I also didn’t like the othering I heard in the presentation.  The speaker would say “they” and “us” in inaccurate ways.  She seemed to assume that the listeners were all abled people.  But probably many disabled people like me showed up just to learn about access.  False us vs them is exhausting.

other things I noticed

I noticed that the presenter said a few times, about disabled employees in work spaces, “These people are professionals who have gone to school.  They know what they need.”  The idea was that if they could graduate with a degree, they can function in a workplace, and they have their own tricks for survival.

That might be true, but workplaces and schools are different, with different kinds of support.  And I know that endurance is a big reason why I can’t work.  I can pass as a functional person for the two hours of a class at school, but an eight hour work shift isn’t possible.

I like how the presenter mentioned stress as a factor that could increase the need for sensory accommodation.  Yes, stress puts a crunch on everything.  If something is a struggle, add stress, and for almost everyone it will become more of a struggle.

But I think 95% of workplaces are stressful.  The reason you’re getting paid is that you wouldn’t do it for fun, oftentimes.  Of course there was no acknowledgement that work is almost always going to be stressful, and stress is almost always bad for people’s health.  So capitalism is killing us.  But we’re supposed to act like that’s ok.

questions I had

Why did they talk about Deafness and blindness, but not other disabilities, in a neurodiversity talk?  Maybe the talk had an inaccurate name.

Toward the end, the speaker said, “We can design spaces that work well for everyone,” and there was a slide depicting a space, but the space had stairs and no ramp.  I was like, uh, everyone?

Why was the talk about access, but there was no access provided for the talk?  Hmmm!  Good question, Laura-Marie.

Were some of the people attending getting CEUs or there as part of a course?  Was everyone there for fun, like me?
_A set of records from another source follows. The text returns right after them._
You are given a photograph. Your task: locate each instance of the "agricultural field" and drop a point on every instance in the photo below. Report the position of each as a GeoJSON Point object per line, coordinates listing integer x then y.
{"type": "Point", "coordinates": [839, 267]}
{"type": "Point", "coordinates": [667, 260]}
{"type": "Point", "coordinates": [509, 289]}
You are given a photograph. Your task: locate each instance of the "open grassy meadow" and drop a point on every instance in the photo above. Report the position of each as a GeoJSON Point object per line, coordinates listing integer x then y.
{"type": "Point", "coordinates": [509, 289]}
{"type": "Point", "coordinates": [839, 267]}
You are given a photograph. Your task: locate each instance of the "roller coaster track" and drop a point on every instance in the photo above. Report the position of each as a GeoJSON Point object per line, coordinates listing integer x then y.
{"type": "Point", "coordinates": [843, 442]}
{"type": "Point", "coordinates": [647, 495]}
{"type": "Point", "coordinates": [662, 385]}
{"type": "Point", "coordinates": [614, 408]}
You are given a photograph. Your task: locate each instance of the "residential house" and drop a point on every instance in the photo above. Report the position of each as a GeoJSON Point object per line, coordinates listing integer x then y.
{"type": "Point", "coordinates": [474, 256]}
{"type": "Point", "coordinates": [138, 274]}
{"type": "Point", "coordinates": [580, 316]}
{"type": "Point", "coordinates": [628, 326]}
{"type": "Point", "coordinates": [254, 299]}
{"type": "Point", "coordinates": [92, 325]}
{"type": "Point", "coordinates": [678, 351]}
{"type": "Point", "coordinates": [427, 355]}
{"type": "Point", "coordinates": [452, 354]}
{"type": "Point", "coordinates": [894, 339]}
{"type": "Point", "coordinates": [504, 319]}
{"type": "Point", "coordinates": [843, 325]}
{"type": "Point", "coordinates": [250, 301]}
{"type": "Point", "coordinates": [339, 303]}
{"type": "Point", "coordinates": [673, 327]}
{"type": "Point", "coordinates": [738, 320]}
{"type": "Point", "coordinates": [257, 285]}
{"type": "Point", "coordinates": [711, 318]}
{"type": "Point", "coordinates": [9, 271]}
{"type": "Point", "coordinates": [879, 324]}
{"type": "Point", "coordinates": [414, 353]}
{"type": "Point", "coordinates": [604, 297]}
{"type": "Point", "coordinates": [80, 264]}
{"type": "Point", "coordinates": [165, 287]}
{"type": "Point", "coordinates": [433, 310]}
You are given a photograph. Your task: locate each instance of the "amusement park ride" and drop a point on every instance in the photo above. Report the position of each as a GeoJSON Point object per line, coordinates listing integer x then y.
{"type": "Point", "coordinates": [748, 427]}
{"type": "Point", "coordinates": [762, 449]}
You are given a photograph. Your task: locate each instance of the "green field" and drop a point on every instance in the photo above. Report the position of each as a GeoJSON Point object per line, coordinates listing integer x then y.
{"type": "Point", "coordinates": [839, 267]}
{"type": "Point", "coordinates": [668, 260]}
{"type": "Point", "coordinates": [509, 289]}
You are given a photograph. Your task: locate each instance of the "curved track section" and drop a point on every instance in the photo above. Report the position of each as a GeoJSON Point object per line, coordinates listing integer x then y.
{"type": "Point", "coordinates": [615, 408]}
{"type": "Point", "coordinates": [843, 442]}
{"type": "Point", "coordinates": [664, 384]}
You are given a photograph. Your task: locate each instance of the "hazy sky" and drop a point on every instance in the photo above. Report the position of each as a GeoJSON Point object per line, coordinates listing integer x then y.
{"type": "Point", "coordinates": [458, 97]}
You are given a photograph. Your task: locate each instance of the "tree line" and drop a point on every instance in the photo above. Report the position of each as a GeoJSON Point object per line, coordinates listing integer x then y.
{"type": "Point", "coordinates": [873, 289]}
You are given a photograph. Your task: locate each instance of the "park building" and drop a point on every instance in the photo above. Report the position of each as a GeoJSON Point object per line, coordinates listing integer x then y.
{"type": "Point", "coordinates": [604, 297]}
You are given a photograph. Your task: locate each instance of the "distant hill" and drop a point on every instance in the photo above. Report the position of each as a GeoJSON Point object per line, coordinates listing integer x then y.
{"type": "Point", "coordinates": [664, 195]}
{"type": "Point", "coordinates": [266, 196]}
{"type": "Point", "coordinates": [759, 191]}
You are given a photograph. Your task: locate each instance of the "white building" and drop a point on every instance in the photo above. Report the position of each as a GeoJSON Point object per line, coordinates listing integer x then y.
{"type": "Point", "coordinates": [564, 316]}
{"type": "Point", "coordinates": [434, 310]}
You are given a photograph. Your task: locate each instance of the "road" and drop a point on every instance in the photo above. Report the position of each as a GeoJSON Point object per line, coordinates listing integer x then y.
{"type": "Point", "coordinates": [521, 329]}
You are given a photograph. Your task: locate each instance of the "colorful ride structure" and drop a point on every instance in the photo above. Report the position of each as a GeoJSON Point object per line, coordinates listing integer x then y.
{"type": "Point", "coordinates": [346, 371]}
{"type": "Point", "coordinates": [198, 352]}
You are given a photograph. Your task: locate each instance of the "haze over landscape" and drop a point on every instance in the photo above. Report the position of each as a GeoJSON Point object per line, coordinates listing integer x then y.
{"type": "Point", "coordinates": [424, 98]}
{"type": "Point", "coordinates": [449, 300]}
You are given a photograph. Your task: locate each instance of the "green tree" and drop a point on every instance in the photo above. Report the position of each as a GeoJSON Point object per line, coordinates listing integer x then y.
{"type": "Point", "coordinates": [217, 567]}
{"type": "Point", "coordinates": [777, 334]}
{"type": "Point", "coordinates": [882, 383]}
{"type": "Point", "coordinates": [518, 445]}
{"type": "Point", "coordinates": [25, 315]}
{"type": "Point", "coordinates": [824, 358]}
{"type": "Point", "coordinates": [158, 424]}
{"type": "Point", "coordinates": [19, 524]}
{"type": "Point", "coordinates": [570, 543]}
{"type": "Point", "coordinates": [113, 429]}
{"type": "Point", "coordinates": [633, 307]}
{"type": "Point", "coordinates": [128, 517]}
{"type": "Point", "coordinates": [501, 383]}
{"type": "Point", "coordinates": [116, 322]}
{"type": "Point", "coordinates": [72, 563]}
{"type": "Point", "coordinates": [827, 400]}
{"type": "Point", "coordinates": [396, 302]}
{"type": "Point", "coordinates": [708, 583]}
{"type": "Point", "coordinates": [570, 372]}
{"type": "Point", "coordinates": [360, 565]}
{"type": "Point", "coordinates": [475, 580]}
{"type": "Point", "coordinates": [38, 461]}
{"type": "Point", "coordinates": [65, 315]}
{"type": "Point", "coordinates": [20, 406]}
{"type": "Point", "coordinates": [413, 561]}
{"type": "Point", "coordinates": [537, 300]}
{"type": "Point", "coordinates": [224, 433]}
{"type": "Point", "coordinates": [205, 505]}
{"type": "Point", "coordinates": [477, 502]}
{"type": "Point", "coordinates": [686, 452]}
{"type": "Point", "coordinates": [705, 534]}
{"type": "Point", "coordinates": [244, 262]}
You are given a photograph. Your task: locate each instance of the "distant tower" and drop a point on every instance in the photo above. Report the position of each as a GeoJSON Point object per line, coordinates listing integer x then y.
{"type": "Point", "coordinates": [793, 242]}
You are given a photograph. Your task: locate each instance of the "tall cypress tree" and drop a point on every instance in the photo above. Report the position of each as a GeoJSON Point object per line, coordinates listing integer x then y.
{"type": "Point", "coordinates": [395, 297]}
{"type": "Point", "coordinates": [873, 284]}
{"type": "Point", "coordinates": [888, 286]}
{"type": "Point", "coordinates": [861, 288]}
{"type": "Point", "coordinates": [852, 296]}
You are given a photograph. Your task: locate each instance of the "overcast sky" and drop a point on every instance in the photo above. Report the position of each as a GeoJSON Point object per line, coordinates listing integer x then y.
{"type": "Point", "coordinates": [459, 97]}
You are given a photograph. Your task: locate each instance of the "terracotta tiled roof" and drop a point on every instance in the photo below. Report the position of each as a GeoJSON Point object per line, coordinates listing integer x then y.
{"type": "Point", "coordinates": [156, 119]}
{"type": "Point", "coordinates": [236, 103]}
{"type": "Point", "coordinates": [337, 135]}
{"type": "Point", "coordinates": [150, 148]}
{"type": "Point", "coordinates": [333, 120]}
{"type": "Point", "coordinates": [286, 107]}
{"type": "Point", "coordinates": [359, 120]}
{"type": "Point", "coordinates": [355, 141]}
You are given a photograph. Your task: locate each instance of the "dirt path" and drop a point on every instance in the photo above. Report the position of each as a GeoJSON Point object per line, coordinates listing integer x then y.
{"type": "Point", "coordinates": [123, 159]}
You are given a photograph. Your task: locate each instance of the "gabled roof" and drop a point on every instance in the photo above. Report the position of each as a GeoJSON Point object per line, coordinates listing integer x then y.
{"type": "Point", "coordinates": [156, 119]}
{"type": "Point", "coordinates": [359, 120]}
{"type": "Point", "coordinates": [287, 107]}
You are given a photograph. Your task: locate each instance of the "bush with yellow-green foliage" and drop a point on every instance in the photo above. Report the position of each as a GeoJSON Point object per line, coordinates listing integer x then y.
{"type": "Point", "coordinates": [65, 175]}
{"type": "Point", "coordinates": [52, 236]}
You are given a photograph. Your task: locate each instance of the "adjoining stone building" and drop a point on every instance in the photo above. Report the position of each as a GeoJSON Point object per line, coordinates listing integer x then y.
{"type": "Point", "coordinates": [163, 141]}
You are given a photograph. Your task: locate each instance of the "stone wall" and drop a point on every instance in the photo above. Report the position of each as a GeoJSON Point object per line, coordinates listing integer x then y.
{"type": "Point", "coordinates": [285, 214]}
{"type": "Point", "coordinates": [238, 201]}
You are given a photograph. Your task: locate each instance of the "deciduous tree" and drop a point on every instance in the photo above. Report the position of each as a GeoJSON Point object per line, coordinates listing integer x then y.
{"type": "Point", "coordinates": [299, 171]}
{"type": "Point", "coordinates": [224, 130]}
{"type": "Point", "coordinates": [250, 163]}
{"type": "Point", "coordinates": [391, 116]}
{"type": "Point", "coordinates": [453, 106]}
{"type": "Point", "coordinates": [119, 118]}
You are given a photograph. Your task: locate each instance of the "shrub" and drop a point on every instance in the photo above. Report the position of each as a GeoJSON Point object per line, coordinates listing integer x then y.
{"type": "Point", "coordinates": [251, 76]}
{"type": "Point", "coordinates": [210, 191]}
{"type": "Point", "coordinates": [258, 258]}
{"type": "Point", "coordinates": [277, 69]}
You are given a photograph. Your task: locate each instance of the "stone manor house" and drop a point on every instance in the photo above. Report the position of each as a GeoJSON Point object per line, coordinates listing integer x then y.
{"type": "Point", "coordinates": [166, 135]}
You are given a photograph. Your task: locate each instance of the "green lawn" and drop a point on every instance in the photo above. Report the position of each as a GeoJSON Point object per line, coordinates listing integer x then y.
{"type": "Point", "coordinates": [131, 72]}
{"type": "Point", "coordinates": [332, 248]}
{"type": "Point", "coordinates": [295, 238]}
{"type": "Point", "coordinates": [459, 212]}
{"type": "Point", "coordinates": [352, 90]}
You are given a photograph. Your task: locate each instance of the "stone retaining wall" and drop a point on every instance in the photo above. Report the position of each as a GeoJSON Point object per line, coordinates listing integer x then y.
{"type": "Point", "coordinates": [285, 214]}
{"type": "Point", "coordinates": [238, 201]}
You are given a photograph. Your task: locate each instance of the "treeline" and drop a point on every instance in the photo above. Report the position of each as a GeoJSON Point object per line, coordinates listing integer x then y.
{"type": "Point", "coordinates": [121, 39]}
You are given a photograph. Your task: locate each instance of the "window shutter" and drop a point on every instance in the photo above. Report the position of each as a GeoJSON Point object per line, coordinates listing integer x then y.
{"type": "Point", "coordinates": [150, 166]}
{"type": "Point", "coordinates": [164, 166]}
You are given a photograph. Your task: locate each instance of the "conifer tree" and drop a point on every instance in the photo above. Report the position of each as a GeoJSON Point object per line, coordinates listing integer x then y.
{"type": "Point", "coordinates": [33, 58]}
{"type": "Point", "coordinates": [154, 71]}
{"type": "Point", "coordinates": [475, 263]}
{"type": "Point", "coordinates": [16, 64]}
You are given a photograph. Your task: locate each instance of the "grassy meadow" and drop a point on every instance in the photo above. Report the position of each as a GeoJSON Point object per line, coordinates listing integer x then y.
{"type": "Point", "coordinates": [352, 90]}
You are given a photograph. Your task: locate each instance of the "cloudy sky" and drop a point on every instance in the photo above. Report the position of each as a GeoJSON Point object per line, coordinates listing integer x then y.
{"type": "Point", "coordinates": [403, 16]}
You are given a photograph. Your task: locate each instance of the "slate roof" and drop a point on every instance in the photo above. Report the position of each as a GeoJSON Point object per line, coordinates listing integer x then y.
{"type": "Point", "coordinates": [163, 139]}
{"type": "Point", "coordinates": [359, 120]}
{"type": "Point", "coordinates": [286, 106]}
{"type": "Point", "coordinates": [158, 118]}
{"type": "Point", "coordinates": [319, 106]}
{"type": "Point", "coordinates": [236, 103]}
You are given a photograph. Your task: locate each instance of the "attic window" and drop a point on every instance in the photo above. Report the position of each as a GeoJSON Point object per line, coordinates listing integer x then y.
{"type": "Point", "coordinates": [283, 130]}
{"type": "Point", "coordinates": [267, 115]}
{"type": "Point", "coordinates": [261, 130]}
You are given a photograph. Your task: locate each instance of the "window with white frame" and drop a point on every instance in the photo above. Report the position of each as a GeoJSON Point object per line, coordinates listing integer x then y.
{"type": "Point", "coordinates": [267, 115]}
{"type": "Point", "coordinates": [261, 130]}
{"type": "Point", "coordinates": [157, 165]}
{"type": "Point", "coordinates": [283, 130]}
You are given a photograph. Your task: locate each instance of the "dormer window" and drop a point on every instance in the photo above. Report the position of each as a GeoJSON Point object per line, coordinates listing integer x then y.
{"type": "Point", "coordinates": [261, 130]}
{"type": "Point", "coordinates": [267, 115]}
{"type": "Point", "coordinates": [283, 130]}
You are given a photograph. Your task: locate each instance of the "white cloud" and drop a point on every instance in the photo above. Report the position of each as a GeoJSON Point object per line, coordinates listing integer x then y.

How much business did the scientist’s presentation drum up for her?  Was the whole thing just a commercial?

How does covid and possibility of other pandemics affect the design of a space for disabled people?  She mentioned pods which have less sensory input and distraction.  But I wondered about germs collecting in pods.  Unless someone cleans them between uses, sounds like a bad idea during modern germ danger times.

Where can I get a Master’s degree in disability?

Designing for every user – Neurodiversity in the workplace

I’m glad I attended the zoom Designing for every user – Neurodiversity in the workplace because it inspires a lot of thought.  It reminds me of a friend of mine who loves Universal Design.  It also reminds me of permaculture and Disabled Resilience Permaculture.

Maybe my overall favorite part of the presentation was how its existence shows the basic truth that different people need different things.  Admitting that works so much better.  I’m exhausted from hearing “we’re all the same and need the same things.”  People who say that must be abled and think everyone is like them.

It’s like racism.  People who say “We’re all the same inside!  People who assert their culture are just making division!” are usually white people who don’t want to learn.  They want every one to assimilate to their norm.  It’s so dominant-centric.  We can do way better than that.

I get so much pleasure from effective design.  And loving disabled people is my life.  I hope to learn much more about these topics in the future.